Über die Gründe lässt sich spekulieren. Vielleicht hat sich inzwischen bis zu der Behörde herumgesprochen, dass auch Verdächtige ein Recht auf Intimsphäre haben. Man weiß es nicht. Fest steht nur: Die fleißigen Heinzelmännchen aus Darmstadt sind plötzlich verschwunden, und die Redaktionen müssen wieder selber arbeiten und Material heranschaffen. Bei dem schönen Wetter!

In so einer Situation zeigt sich, wer einfallsreich ist. Mitarbeiter des Frühstücksfernsehens von RTL haben die Nase ganz weit vorn. Sie bekommen einen Mann vor die Kamera – na gut, so schwer dürfte es nicht gewesen sein.
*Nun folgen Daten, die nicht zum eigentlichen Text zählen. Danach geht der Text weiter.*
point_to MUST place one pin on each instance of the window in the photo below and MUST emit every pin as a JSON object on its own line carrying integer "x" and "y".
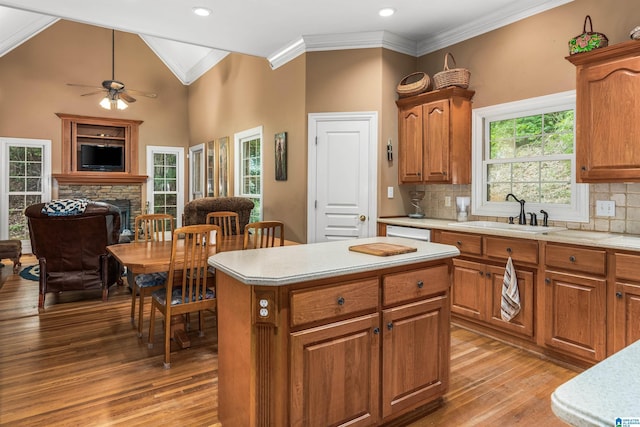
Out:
{"x": 25, "y": 180}
{"x": 248, "y": 176}
{"x": 196, "y": 171}
{"x": 527, "y": 148}
{"x": 165, "y": 192}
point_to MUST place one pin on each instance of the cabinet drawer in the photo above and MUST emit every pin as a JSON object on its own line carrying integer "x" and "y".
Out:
{"x": 312, "y": 305}
{"x": 414, "y": 284}
{"x": 466, "y": 243}
{"x": 574, "y": 258}
{"x": 517, "y": 249}
{"x": 628, "y": 267}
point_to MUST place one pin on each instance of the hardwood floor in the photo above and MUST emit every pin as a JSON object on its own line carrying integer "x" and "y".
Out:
{"x": 81, "y": 363}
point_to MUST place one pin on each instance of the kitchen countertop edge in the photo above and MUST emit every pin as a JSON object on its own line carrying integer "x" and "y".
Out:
{"x": 284, "y": 265}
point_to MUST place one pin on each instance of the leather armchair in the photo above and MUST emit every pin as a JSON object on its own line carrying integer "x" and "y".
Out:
{"x": 71, "y": 249}
{"x": 195, "y": 212}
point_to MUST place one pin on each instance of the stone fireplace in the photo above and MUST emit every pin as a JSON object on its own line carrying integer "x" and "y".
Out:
{"x": 126, "y": 197}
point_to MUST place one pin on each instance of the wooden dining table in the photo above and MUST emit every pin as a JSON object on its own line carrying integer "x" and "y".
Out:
{"x": 155, "y": 257}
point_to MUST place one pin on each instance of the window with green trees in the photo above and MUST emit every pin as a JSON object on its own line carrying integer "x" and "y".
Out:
{"x": 527, "y": 148}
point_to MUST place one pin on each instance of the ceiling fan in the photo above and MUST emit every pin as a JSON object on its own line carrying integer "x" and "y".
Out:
{"x": 117, "y": 95}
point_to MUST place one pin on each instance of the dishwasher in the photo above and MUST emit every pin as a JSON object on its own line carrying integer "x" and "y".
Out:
{"x": 423, "y": 234}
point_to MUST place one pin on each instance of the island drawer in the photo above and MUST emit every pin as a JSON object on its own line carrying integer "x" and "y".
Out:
{"x": 327, "y": 302}
{"x": 467, "y": 243}
{"x": 414, "y": 284}
{"x": 574, "y": 258}
{"x": 518, "y": 249}
{"x": 628, "y": 267}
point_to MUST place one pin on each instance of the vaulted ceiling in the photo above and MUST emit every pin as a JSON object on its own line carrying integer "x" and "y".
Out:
{"x": 278, "y": 30}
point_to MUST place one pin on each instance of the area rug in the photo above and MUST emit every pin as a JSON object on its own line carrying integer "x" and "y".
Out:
{"x": 31, "y": 273}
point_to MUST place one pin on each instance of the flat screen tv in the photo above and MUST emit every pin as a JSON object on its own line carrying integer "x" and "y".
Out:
{"x": 101, "y": 158}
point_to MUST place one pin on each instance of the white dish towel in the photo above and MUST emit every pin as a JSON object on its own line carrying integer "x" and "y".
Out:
{"x": 510, "y": 305}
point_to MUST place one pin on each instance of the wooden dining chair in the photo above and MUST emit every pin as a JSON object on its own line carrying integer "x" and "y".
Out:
{"x": 148, "y": 228}
{"x": 228, "y": 221}
{"x": 263, "y": 234}
{"x": 190, "y": 293}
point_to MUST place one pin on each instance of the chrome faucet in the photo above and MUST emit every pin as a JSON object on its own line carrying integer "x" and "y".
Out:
{"x": 545, "y": 218}
{"x": 522, "y": 218}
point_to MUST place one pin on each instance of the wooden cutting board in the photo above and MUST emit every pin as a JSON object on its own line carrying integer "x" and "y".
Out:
{"x": 382, "y": 249}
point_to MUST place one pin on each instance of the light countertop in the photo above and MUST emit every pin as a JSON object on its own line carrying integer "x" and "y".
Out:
{"x": 551, "y": 234}
{"x": 285, "y": 265}
{"x": 602, "y": 393}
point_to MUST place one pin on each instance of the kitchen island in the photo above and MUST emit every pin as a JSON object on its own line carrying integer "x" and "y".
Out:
{"x": 321, "y": 335}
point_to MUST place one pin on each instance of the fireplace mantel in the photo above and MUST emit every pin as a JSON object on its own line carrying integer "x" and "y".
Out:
{"x": 99, "y": 178}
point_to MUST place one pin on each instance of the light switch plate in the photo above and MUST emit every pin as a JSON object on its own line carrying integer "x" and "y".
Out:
{"x": 605, "y": 208}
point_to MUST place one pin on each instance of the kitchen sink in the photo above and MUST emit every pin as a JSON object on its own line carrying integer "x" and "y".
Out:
{"x": 495, "y": 225}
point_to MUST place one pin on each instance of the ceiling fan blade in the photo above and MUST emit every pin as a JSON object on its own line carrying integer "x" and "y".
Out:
{"x": 127, "y": 97}
{"x": 79, "y": 85}
{"x": 147, "y": 94}
{"x": 93, "y": 93}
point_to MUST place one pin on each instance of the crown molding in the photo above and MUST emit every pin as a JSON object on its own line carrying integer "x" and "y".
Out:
{"x": 29, "y": 27}
{"x": 325, "y": 42}
{"x": 504, "y": 17}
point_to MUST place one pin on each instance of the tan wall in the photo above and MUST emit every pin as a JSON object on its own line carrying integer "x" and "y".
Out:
{"x": 34, "y": 77}
{"x": 242, "y": 92}
{"x": 527, "y": 59}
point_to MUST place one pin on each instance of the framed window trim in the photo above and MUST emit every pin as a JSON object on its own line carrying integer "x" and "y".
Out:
{"x": 576, "y": 211}
{"x": 180, "y": 178}
{"x": 238, "y": 138}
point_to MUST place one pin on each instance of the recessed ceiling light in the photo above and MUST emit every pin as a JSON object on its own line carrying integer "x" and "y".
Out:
{"x": 202, "y": 11}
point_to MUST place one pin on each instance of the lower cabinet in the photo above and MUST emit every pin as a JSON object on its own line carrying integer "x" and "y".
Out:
{"x": 357, "y": 350}
{"x": 335, "y": 373}
{"x": 476, "y": 294}
{"x": 576, "y": 301}
{"x": 626, "y": 321}
{"x": 410, "y": 378}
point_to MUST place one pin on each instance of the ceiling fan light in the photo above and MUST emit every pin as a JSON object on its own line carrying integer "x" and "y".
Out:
{"x": 201, "y": 11}
{"x": 105, "y": 103}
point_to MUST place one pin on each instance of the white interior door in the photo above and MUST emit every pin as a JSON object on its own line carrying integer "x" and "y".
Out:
{"x": 342, "y": 176}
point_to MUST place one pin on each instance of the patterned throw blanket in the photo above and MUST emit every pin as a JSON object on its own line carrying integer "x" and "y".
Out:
{"x": 65, "y": 207}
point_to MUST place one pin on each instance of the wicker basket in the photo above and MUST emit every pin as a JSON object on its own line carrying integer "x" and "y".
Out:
{"x": 414, "y": 84}
{"x": 451, "y": 76}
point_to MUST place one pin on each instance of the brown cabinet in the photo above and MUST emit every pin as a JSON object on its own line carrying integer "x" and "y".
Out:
{"x": 626, "y": 317}
{"x": 607, "y": 127}
{"x": 412, "y": 378}
{"x": 476, "y": 291}
{"x": 364, "y": 349}
{"x": 476, "y": 294}
{"x": 96, "y": 150}
{"x": 575, "y": 301}
{"x": 434, "y": 137}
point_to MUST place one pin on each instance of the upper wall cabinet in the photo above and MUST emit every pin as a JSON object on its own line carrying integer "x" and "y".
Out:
{"x": 607, "y": 106}
{"x": 99, "y": 150}
{"x": 435, "y": 137}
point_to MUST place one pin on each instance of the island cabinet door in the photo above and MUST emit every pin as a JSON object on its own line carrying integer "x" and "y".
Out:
{"x": 335, "y": 373}
{"x": 415, "y": 354}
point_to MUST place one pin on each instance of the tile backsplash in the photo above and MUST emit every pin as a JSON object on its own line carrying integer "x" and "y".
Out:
{"x": 626, "y": 197}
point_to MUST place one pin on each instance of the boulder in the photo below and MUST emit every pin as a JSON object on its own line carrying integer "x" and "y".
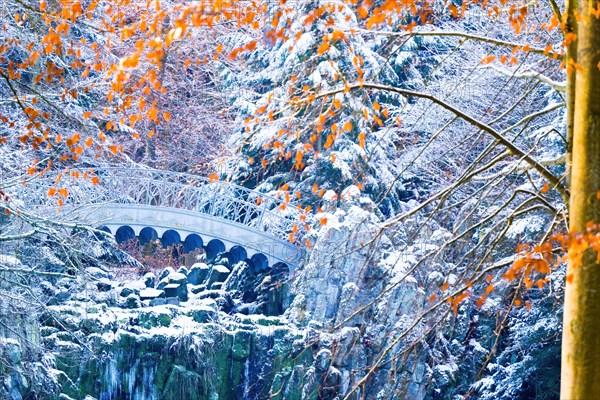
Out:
{"x": 149, "y": 280}
{"x": 104, "y": 285}
{"x": 176, "y": 290}
{"x": 182, "y": 270}
{"x": 174, "y": 301}
{"x": 132, "y": 301}
{"x": 218, "y": 273}
{"x": 149, "y": 294}
{"x": 198, "y": 273}
{"x": 166, "y": 272}
{"x": 204, "y": 314}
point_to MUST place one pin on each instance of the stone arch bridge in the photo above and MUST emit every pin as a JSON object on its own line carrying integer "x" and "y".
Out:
{"x": 219, "y": 217}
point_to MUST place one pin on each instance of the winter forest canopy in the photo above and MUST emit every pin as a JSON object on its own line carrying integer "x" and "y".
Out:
{"x": 307, "y": 199}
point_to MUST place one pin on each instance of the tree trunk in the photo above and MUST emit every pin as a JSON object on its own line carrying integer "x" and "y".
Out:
{"x": 580, "y": 378}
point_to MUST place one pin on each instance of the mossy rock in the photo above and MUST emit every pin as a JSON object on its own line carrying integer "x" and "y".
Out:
{"x": 184, "y": 384}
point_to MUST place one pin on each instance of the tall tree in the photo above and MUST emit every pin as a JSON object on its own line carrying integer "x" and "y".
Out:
{"x": 580, "y": 361}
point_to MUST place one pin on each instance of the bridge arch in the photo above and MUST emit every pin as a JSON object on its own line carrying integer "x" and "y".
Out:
{"x": 147, "y": 235}
{"x": 257, "y": 261}
{"x": 124, "y": 233}
{"x": 196, "y": 208}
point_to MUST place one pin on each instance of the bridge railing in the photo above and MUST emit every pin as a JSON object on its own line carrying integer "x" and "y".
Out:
{"x": 219, "y": 199}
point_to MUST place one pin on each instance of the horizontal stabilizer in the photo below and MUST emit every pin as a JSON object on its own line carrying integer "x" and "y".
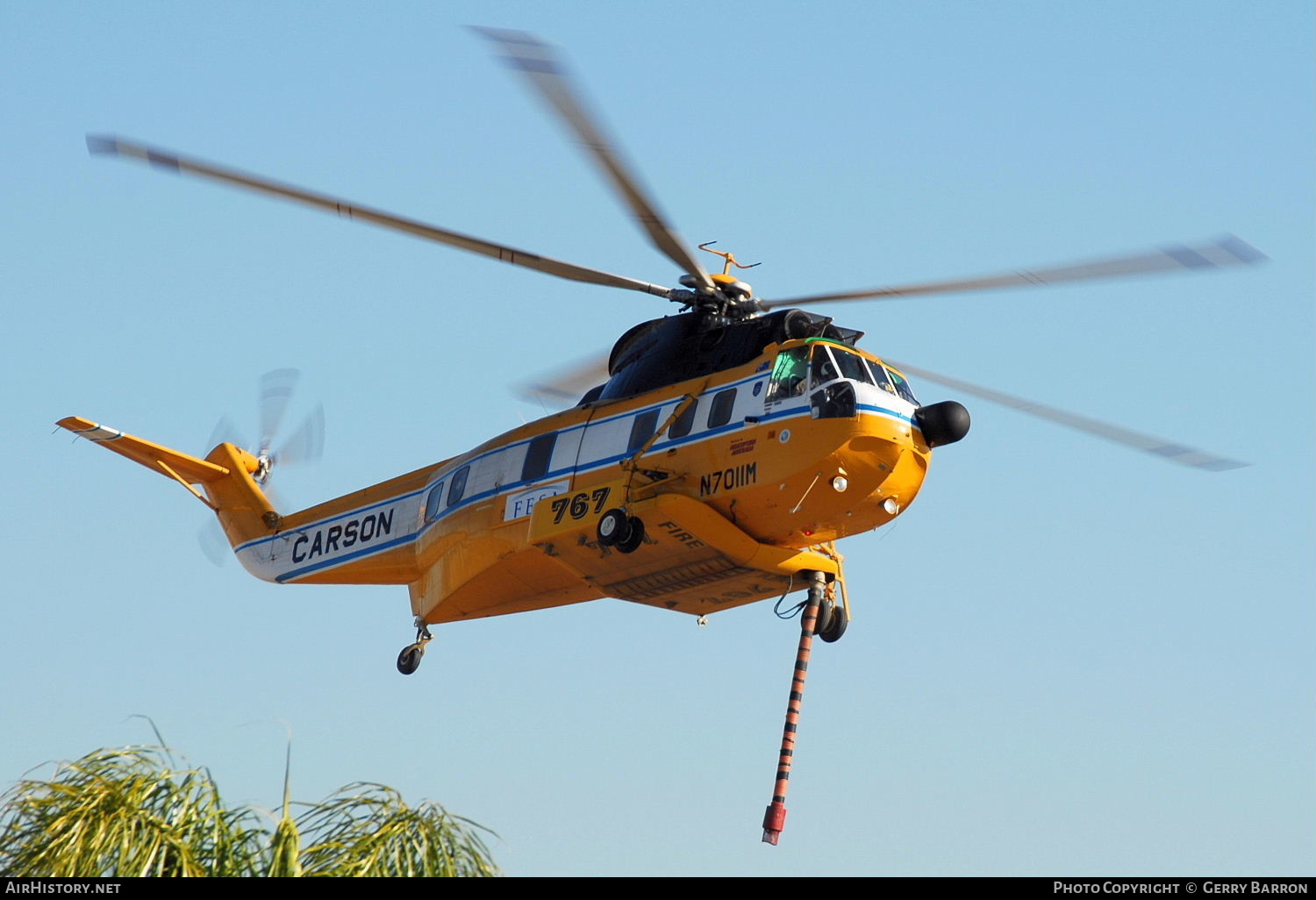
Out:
{"x": 153, "y": 455}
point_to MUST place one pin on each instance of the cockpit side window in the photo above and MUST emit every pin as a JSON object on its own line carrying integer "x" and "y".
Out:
{"x": 720, "y": 412}
{"x": 642, "y": 429}
{"x": 790, "y": 374}
{"x": 852, "y": 365}
{"x": 458, "y": 487}
{"x": 879, "y": 376}
{"x": 433, "y": 502}
{"x": 823, "y": 368}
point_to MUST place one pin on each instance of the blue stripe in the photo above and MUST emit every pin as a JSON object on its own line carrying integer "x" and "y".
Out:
{"x": 547, "y": 476}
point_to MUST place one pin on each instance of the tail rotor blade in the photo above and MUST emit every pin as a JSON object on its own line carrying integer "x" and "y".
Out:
{"x": 275, "y": 391}
{"x": 307, "y": 444}
{"x": 215, "y": 545}
{"x": 225, "y": 432}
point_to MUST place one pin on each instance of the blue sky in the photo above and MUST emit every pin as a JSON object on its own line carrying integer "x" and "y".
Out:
{"x": 1066, "y": 658}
Also anders ausgedrückt: RTL berichtet über einen Mann, der behauptet, „eine Nacht“ mit der Sängerin „verbracht“ zu haben. Was das heißt, ist ja klar.

Oder nicht? Nach dem geschickt formulierten Teaser – vulgo: Moderation – wird ein Mann mittleren Alters gezeigt, den man nicht gerade als Prototyp des Verführers dafür casten würde, dass eine Frau spontan in Leidenschaft zu ihm entbrennt. Aber man weiß ja nie. Dieser Mann hielt sich einst, wie er sagt, mit der Sängerin in einem Hotel auf. Geschlafen habe er nicht mit ihr. Aber wenn kein Alkohol im Spiel gewesen wäre, dann – ja dann, so glaubt er, wäre es wohl dazu gekommen.

Das ist innovativ! Das ist eine wirklich neue Form der Information! Eine Pionierleistung! Ob dieser Aufenthalt im Hotel auch irgendein Straftatbestand ist, bleibt leider offen. Aber ganz bestimmt ist es der Stoff, aus dem die Träume sind. Ich will auch mal ins RTL-Frühstücksfernsehen. Bitte, bitte! Ich verspreche, dass ich noch viel Interessanteres erzählen kann als dieser Mann.

Zum Beispiel: Thomas Gottschalk und ich wären beinahe gemeinsam in den Tod gegangen. Wir saßen nämlich einmal in demselben Flugzeug. Zwar kamen wir pünktlich an, aber wenn der Pilot einen Fehler gemacht hätte, dann – ja dann. Oder: Vor Jahren bin ich Jimmy Carter begegnet. Er ging einfach an mir vorbei. Aber wenn er mich gekannt und wir geredet hätten, dann – ja dann wäre die Weltgeschichte vermutlich anders verlaufen. Und: Ich habe mich mal eine ganze Nacht mit jemandem unterhalten, von dem Sie jetzt gern wüssten, wer das war. Sag ich aber nicht. Nur so viel: Wenn wir uns nicht unterhalten, sondern anderes getan hätten, dann hätten wir anderes getan. Sie wissen doch, was ich meine?

Ich könnte noch weitere Gründe anführen, weshalb ich ins RTL-Frühstücksfernsehen eingeladen werden sollte. Ich kann es aber auch bei einer Frage belassen: Haben die Kollegen und Kolleginnen dort eigentlich noch alle Tassen im Schrank?